Liddie couldn’t help but giggle, and then she gave him a peck on the lips. “How’s that?”
Tobias winked at her and sat up. “That’s just about perfect.”
Liddie sat at a long table next to Em Brennan, the wife of Tobias’s producer, Mick. The two women were close in age, and when Em found out that Liddie’s uncles owned a vintage shop, she squealed and said, “I think you’ve just found a new best friend.” They’d spent the next half hour talking about vintage glassware and antique paper before the conversation turned more personal.
“How long have you known Tobias?” Em asked.
“Since we were about eleven or so.
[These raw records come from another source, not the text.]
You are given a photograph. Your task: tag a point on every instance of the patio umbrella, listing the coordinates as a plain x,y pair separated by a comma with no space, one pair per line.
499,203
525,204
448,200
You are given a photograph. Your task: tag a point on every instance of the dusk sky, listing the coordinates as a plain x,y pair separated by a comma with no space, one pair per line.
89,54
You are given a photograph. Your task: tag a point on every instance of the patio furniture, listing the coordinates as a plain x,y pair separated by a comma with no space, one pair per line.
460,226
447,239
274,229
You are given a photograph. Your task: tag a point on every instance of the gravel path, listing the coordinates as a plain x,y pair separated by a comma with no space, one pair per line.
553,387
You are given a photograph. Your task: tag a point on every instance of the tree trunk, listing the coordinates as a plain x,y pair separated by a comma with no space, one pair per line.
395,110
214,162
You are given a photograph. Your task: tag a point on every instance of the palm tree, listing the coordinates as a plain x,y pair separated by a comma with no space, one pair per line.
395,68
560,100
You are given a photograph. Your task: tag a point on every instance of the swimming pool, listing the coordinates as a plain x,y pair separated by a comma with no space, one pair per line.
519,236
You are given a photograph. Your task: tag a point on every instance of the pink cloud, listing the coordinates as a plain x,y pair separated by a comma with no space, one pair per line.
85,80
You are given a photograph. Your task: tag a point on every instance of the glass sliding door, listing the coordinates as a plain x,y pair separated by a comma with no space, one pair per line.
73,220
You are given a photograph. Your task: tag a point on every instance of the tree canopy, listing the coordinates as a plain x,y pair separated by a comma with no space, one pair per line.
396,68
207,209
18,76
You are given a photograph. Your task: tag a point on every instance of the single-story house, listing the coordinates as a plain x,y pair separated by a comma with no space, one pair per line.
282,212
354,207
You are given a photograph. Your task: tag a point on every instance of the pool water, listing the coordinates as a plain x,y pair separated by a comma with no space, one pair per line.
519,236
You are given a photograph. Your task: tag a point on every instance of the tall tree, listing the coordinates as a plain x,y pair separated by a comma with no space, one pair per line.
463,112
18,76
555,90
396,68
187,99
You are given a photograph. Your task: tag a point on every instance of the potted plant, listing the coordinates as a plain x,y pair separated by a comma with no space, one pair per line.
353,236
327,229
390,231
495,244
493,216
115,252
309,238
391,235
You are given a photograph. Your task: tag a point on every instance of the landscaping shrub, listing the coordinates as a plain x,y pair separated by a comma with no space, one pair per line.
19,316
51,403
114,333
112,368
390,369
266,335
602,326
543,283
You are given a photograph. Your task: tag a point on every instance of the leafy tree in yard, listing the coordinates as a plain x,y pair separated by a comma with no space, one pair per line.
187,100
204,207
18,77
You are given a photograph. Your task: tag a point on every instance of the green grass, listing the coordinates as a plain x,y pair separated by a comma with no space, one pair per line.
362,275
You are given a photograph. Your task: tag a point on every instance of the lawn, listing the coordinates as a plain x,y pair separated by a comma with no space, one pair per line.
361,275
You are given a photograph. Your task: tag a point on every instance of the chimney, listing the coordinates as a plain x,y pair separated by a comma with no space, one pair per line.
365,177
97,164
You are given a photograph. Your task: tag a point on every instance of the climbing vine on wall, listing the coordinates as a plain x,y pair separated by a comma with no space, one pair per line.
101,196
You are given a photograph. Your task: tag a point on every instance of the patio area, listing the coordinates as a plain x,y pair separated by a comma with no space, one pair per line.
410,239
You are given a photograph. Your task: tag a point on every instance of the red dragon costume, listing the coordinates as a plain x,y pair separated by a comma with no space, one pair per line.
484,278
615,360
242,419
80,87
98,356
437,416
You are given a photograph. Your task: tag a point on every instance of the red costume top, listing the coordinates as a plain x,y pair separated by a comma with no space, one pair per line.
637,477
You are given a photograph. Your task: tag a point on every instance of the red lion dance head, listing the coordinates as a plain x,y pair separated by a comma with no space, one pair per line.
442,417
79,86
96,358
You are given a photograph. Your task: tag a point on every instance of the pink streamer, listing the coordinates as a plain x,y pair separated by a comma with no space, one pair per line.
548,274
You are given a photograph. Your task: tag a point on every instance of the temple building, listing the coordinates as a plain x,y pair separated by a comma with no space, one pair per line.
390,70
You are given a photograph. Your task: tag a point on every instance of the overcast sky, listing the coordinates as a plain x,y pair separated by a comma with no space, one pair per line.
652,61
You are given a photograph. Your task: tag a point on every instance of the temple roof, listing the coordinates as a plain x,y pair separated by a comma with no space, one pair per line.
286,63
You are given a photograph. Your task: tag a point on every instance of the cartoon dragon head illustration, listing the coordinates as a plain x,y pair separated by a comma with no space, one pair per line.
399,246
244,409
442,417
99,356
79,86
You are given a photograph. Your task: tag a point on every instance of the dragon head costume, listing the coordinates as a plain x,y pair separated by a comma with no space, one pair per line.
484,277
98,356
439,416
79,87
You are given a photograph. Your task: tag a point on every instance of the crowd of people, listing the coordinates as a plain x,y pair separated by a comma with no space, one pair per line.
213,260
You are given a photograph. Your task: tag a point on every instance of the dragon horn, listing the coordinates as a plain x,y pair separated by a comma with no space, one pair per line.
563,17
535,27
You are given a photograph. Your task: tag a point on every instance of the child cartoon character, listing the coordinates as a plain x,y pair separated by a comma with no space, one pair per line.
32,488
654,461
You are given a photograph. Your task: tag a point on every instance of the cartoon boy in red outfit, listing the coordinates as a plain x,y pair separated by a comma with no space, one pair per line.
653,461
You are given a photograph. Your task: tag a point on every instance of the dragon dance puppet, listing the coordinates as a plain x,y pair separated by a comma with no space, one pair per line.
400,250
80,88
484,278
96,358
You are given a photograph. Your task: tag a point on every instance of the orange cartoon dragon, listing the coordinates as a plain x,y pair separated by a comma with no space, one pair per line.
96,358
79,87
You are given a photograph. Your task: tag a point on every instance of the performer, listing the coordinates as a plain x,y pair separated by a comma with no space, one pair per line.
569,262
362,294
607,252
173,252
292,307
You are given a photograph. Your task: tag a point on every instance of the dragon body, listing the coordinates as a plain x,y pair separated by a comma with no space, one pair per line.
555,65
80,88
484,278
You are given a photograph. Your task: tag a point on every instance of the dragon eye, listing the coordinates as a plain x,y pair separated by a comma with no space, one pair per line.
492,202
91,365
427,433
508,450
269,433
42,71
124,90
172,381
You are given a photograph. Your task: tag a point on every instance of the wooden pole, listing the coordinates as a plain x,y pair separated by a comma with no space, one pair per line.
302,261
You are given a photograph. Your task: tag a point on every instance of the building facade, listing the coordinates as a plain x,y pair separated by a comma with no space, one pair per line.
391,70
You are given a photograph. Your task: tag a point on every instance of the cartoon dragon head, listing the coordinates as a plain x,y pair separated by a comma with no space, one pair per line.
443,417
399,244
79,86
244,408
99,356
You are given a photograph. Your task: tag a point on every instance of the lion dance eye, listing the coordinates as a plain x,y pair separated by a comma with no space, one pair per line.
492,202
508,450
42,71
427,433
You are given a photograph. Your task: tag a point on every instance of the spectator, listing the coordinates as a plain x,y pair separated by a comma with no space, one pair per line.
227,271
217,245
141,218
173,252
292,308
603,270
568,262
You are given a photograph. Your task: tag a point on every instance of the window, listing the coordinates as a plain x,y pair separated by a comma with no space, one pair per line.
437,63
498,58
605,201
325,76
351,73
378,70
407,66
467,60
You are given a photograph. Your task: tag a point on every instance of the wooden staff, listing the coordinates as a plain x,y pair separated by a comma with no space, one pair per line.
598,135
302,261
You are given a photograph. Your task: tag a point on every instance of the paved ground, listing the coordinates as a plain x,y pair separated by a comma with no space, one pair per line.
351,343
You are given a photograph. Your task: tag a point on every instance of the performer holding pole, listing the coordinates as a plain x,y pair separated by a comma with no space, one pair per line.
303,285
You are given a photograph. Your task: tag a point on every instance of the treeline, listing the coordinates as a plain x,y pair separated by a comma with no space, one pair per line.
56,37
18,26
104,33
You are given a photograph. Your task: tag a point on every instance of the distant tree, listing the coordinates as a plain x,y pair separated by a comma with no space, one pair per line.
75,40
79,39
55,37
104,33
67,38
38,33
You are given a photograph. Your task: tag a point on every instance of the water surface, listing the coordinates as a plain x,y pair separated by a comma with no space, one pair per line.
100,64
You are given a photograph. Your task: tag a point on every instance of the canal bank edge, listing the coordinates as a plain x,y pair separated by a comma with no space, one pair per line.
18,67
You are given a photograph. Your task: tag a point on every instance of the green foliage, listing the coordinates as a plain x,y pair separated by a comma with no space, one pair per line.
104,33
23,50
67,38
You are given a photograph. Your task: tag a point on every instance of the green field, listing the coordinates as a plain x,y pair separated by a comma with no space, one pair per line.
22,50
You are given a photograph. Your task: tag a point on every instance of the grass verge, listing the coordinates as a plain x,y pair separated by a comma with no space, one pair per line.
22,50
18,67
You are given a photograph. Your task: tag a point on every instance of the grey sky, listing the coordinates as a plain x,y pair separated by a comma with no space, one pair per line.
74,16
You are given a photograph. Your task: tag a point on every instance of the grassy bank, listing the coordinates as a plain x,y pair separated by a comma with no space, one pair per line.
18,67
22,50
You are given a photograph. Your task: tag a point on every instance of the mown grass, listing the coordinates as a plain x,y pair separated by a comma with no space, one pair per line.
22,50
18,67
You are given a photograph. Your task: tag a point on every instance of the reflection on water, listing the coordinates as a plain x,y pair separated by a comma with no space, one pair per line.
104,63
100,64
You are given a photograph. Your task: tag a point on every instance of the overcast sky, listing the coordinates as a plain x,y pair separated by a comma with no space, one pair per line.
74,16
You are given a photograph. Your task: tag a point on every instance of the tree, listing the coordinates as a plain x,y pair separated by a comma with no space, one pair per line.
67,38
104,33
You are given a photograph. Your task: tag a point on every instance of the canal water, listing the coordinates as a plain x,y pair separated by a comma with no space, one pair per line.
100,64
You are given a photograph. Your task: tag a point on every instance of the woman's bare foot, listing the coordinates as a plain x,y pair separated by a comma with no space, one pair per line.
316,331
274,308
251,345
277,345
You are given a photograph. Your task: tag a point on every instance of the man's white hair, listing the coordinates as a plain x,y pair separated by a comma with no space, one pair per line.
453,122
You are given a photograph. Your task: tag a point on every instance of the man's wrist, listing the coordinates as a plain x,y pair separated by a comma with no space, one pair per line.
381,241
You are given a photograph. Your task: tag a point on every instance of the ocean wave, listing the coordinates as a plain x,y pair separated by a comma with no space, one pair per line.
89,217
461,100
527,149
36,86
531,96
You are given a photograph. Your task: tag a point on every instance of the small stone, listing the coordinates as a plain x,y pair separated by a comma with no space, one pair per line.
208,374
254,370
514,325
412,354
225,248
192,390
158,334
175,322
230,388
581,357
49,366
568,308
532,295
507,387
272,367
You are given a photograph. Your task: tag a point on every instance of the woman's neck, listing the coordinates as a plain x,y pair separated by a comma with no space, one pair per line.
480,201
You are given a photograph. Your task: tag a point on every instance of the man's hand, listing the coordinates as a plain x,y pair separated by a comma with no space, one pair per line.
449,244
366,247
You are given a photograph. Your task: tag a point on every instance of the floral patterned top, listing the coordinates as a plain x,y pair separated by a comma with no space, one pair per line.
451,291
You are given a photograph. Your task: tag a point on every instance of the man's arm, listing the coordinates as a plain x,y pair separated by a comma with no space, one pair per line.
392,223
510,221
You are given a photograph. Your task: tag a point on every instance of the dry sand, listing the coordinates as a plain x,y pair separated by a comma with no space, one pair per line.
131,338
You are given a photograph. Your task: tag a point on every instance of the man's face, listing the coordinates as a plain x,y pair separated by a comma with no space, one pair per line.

We were high school sweethearts, kind of.” At Em’s interested look, Liddie explained the complicated logistics of a long-distance relationship when one couldn’t drive and wasn’t supposed to be dating, period, much less dating an “undesirable” boy.
“Wow, so a sort of Romeo and Juliet situation, but not.” Em snapped a carrot stick with her teeth. “That must have been hard.”
“Yeah, it was.” Liddie sucked in a deep breath. “So how long have you and Mick been together?”
“A little over six years. I moved in upstairs from him, and things just kind of went from there.”
“Kind of like a Hallmark movie.”
Em laughed. “Fat-chick data analyst moves in upstairs from a lonely widower. Yeah, that sounds just like a Hallmark movie, actually.”
“Oh my gosh—he lost his wife when he was young, then.”
“Two years after they were married. It was tragic.” Em sighed. “I’m a big believer in signs and things happening when they’re supposed to. See, we actually met almost twenty years ago at a terrible dive bar. I was with my best friend, Ashley, and Mick was with his buddy, Rory. It was just a random encounter—we didn’t even catch each other’s names. Every once in a while, I’d think about it, but then I’d move on to something else, you know? And then one night we were talking about that bar, and we figured out that we’d met there once before. Sometimes I wonder what would have happened if I’d actually tried to find out his name and number all those years ago.”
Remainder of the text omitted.